How can I do integrals by just eyeing them?

[iamsmooth]

So I have an integral say:

$$\int \! \cos 3x dx$$

The antiderivative is
$$\frac{1}{3}\sin (3x) + K$$

But it's not obvious to me how to eye it. What I normally do is try to look for a derivative of something within the integral, so I'd know it's a result of a chain rule, but this function doesn't have it. Then I try integration by parts and it just becomes a whole big mess. I also tried the opposite rule of differentiation where you just raise the exponent by 1, then divide by the exponent, which doen't work in this case since it's not an easy polynomial.

Finally, I'm out of options and I do guessing and checking by doing semi random functions and differentiating them to see if I get the integral, and if I do, I've found the antiderivative.

There's got to be a better way to interpret this problem. I think I'm just not thinking of it correctly. Can anyone give me some pointers?

 

[pbandjay]

For me, being able to "eye" an integral comes with practice. There are still many integrals that are harder to see the answer right away.

With your function, if y = 3x then dy = 3dx. In order to get 3dx inside of the integral, it needs to be balanced by a 1/3, which can be brought outside of the integrand:

$$\frac{1}{3}\int\cos(3x)3dx$$

$$\frac{1}{3}\int\cos(y)dy = \frac{1}{3}\sin(y) + K = \frac{1}{3}\sin(3x) + K$$

Always good to check:

$$\dfrac{d}{dx}(\frac{1}{3}\sin(3x) + K) = \frac{1}{3}\cos(3x)\dfrac{d}{dx}3x = \frac{3}{3}\cos(3x) = \cos(3x)$$

 

[iamsmooth]

Maybe I'm looking too much into it when this should be a more basic question.

What does the dx (or d(whatever)) mean? Is it really necessary to have the dx beside every integral? I always forget to leave that in for some reason, and questions still seem to work out.
d/dx = derivative with respect to x, dx = ?

 

[Prologue]

Yes it is necessary for your expression to make sense. It is there because (in an intuitive way) you ARE multiplying the integrand by dx. You evaluate the integrand at the starting point, multiply it by dx, then scoot along in the functions variable by an amount dx to f(x+dx), then multiply that function value by dx, and so on then sum all of them. The notation of the integral contains all of that information in there. It literally means "take the sum of this infinite number of products of function values with dx". That is why the thing is a squiggly line, the integral sign is just a stylized S, meaning take the sum of...

 

[iamsmooth]

I'm understanding what integrals are, they're basically summation notation of the area in a curve, or something like that... I was just having trouble with notation.

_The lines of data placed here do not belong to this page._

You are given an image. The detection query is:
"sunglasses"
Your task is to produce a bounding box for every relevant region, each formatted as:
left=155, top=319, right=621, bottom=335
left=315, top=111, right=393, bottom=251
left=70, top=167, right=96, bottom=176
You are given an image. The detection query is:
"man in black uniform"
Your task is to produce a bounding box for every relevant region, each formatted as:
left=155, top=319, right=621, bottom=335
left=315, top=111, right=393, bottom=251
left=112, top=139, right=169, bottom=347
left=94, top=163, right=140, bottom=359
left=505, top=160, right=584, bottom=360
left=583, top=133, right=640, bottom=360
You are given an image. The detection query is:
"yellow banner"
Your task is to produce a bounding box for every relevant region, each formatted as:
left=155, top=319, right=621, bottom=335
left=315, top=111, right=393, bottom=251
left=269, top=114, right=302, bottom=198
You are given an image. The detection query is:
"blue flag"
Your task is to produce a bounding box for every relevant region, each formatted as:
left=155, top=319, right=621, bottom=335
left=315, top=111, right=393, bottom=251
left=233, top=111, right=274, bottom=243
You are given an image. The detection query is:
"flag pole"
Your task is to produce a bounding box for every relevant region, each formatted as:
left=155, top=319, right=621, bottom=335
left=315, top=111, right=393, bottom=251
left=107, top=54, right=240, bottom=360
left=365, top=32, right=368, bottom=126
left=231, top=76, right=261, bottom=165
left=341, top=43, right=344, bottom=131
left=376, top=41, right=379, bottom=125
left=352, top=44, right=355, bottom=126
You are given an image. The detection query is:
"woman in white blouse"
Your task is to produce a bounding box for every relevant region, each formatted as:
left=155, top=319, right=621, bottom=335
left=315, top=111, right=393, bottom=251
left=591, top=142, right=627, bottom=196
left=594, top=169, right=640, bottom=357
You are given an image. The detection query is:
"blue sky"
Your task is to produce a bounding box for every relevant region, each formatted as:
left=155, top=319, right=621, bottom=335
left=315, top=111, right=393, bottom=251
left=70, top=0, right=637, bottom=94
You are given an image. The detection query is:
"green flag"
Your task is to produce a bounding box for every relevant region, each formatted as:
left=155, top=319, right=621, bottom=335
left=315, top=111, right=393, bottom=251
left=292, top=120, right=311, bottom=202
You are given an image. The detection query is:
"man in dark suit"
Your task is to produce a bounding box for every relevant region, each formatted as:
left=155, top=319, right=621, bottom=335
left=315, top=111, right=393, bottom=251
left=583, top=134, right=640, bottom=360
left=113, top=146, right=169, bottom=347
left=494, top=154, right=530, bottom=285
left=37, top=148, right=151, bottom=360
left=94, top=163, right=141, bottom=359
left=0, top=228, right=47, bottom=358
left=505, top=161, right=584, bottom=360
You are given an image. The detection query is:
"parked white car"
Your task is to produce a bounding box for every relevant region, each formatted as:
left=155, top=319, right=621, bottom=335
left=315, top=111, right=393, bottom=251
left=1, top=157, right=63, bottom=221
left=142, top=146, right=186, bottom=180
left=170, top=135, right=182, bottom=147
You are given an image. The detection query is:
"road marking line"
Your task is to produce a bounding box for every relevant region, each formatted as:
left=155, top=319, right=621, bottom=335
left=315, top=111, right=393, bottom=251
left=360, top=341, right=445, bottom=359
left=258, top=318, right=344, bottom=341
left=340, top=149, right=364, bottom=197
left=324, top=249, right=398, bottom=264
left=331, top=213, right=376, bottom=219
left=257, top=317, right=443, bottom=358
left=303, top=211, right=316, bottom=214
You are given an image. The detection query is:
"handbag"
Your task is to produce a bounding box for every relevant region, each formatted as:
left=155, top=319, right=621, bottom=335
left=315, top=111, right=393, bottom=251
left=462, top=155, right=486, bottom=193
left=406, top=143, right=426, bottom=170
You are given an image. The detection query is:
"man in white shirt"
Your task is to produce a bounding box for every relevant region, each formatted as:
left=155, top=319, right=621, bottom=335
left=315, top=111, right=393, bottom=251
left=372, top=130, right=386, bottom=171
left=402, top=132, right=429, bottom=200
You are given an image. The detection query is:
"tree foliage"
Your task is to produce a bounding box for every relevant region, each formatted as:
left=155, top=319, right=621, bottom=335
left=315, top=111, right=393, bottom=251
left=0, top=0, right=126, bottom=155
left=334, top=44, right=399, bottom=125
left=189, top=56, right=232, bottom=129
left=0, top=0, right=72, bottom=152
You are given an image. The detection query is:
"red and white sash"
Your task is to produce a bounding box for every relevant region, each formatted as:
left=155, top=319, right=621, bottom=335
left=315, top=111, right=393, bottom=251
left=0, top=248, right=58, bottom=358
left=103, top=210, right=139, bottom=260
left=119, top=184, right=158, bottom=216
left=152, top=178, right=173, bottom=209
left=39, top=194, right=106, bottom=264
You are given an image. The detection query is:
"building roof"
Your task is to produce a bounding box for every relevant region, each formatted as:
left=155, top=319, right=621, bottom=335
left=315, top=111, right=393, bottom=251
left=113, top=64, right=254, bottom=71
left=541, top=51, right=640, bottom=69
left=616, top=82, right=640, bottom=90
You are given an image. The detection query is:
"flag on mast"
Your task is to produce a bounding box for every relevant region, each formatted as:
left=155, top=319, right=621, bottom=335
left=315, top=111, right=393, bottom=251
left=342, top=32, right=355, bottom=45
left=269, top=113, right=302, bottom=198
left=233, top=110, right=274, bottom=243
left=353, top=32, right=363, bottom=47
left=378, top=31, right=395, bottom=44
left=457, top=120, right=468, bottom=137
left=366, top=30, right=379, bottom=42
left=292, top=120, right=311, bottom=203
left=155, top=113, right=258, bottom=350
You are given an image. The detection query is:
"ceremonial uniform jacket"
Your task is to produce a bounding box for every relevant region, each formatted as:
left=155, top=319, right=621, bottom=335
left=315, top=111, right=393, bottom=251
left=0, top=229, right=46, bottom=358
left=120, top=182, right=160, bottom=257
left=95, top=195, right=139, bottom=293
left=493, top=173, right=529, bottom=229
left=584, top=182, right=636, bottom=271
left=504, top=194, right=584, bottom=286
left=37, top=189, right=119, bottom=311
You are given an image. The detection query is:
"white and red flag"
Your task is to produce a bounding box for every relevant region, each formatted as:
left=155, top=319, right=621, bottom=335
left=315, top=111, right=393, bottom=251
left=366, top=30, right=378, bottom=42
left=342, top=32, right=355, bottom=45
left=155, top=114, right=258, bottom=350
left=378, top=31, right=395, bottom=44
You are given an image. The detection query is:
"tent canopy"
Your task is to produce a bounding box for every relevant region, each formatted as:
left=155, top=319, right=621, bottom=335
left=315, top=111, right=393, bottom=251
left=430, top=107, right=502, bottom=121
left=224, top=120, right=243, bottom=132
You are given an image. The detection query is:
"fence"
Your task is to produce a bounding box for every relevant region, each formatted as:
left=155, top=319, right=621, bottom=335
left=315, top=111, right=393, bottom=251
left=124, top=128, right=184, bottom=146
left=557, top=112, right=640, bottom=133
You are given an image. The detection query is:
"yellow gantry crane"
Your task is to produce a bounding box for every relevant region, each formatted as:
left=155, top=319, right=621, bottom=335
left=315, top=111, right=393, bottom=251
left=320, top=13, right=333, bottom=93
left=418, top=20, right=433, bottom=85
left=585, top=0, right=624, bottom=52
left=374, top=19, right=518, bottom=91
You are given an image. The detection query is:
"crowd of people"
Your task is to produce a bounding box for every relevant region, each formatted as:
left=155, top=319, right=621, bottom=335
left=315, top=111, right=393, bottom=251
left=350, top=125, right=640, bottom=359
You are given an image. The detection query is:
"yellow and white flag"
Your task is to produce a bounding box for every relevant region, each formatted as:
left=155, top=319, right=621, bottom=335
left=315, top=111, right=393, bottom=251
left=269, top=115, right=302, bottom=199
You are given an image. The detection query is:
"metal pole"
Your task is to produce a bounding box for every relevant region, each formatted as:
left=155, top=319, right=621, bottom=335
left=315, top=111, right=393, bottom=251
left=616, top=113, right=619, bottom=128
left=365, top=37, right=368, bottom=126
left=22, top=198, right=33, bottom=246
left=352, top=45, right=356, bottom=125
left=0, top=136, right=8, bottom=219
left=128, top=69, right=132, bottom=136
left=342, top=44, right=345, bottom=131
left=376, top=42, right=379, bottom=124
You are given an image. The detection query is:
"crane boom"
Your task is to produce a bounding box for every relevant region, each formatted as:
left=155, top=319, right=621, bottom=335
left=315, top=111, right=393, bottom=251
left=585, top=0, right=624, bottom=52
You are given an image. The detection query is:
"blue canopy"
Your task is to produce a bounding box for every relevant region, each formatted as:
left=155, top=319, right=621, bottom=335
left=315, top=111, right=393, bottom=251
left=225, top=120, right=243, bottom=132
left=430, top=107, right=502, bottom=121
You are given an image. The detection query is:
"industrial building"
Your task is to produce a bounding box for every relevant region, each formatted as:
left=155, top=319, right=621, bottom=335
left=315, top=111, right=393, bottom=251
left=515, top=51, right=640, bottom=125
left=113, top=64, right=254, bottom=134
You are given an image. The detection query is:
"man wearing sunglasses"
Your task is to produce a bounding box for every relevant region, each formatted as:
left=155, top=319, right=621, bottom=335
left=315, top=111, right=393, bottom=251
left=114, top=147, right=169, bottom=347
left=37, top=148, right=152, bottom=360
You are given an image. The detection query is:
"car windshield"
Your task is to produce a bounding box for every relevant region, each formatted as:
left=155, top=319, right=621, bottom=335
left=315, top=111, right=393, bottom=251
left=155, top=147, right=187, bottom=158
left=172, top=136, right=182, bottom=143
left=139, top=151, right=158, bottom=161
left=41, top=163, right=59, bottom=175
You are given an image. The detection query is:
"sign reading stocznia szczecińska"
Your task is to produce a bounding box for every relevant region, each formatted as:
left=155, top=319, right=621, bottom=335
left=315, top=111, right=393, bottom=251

Is Pbandjay's solution to the problem considered u-substitution? I thought you only use u-substitution when you see an expression and its derivative within an integral.

 

[HallsofIvy]

For a linear substitution, u= ax+ b, du= adx or dx= (1/a)du. You can always move constants, like 1/a, in or out of integrals. For anything more complicated, du will be some function of x times dx and that cannot be moved in or out of the integral- it must already be "within" the integral.

"Substitution" in an integral is basically the inverse of the chain rule. If you see something like f(ax+b), you can, with practice, think immediately that its derivative is af'(ax+b). For f(u(x)) where u is more complicated than just ax+b, you might have to work out the derivative of u. Similarly, with $\int f(ax+b) dx$ you can, with practice, think immediately that it is (1/a)F(ax+b)+ C where "F" is an anti-derivative of f. For $\int F(u(x))dx$ where u is more complicated than just ax+ b, that is a much more difficult problem.